Theorem subrngsubg 20569

Description: A subring is a subgroup. (Contributed by AV, 14-Feb-2025.)

Assertion

Ref	Expression
subrngsubg	⊢ (𝐴 ∈ (SubRng‘𝑅) → 𝐴 ∈ (SubGrp‘𝑅))

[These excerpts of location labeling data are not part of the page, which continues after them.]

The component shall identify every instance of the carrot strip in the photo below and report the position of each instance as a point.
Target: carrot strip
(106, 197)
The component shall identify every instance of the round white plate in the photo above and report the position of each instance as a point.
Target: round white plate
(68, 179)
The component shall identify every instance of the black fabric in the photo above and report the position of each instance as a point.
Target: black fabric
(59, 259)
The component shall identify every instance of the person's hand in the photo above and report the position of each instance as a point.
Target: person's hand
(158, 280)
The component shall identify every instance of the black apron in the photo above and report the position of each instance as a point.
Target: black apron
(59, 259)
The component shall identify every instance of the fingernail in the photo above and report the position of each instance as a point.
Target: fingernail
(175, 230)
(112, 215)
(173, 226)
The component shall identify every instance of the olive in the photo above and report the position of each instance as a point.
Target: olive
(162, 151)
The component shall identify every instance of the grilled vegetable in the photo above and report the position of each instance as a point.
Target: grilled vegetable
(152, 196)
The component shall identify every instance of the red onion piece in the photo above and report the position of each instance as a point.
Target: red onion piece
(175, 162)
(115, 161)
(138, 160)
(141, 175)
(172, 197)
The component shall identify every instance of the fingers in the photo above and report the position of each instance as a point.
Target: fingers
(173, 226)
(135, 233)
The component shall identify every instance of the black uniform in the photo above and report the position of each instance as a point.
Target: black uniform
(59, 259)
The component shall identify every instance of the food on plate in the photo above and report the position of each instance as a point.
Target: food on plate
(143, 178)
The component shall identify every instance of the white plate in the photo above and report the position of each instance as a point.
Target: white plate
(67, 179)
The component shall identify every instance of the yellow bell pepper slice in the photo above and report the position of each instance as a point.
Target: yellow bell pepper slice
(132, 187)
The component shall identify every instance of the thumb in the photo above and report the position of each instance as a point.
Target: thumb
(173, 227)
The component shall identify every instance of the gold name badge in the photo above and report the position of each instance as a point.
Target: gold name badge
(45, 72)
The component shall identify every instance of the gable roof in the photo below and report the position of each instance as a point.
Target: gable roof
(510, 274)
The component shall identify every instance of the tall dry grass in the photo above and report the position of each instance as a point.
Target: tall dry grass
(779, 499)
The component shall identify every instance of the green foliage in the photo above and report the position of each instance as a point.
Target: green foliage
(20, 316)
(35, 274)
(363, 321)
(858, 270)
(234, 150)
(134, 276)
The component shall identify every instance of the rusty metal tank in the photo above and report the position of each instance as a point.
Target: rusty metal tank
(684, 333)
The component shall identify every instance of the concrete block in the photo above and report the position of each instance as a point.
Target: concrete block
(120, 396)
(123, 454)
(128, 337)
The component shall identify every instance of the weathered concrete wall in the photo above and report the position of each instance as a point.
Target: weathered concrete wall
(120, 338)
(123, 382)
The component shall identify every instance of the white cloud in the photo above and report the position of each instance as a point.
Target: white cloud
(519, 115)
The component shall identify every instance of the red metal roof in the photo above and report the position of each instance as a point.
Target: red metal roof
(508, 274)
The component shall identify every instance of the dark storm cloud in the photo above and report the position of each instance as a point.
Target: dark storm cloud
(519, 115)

Proof of Theorem subrngsubg

Step	Hyp	Ref	Expression
1		subrngrcl 20568	. . 3 ⊢ (𝐴 ∈ (SubRng‘𝑅) → 𝑅 ∈ Rng)
2		rnggrp 20176	. . 3 ⊢ (𝑅 ∈ Rng → 𝑅 ∈ Grp)
3	1, 2	syl 17	. 2 ⊢ (𝐴 ∈ (SubRng‘𝑅) → 𝑅 ∈ Grp)
4		eqid 2735	. . 3 ⊢ (Base‘𝑅) = (Base‘𝑅)
5	4	subrngss 20565	. 2 ⊢ (𝐴 ∈ (SubRng‘𝑅) → 𝐴 ⊆ (Base‘𝑅))
6		eqid 2735	. . . 4 ⊢ (𝑅 ↾s 𝐴) = (𝑅 ↾s 𝐴)
7	6	subrngrng 20567	. . 3 ⊢ (𝐴 ∈ (SubRng‘𝑅) → (𝑅 ↾s 𝐴) ∈ Rng)
8		rnggrp 20176	. . 3 ⊢ ((𝑅 ↾s 𝐴) ∈ Rng → (𝑅 ↾s 𝐴) ∈ Grp)
9	7, 8	syl 17	. 2 ⊢ (𝐴 ∈ (SubRng‘𝑅) → (𝑅 ↾s 𝐴) ∈ Grp)
10	4	issubg 19157	. 2 ⊢ (𝐴 ∈ (SubGrp‘𝑅) ↔ (𝑅 ∈ Grp ∧ 𝐴 ⊆ (Base‘𝑅) ∧ (𝑅 ↾s 𝐴) ∈ Grp))
11	3, 5, 9, 10	syl3anbrc 1342	1 ⊢ (𝐴 ∈ (SubRng‘𝑅) → 𝐴 ∈ (SubGrp‘𝑅))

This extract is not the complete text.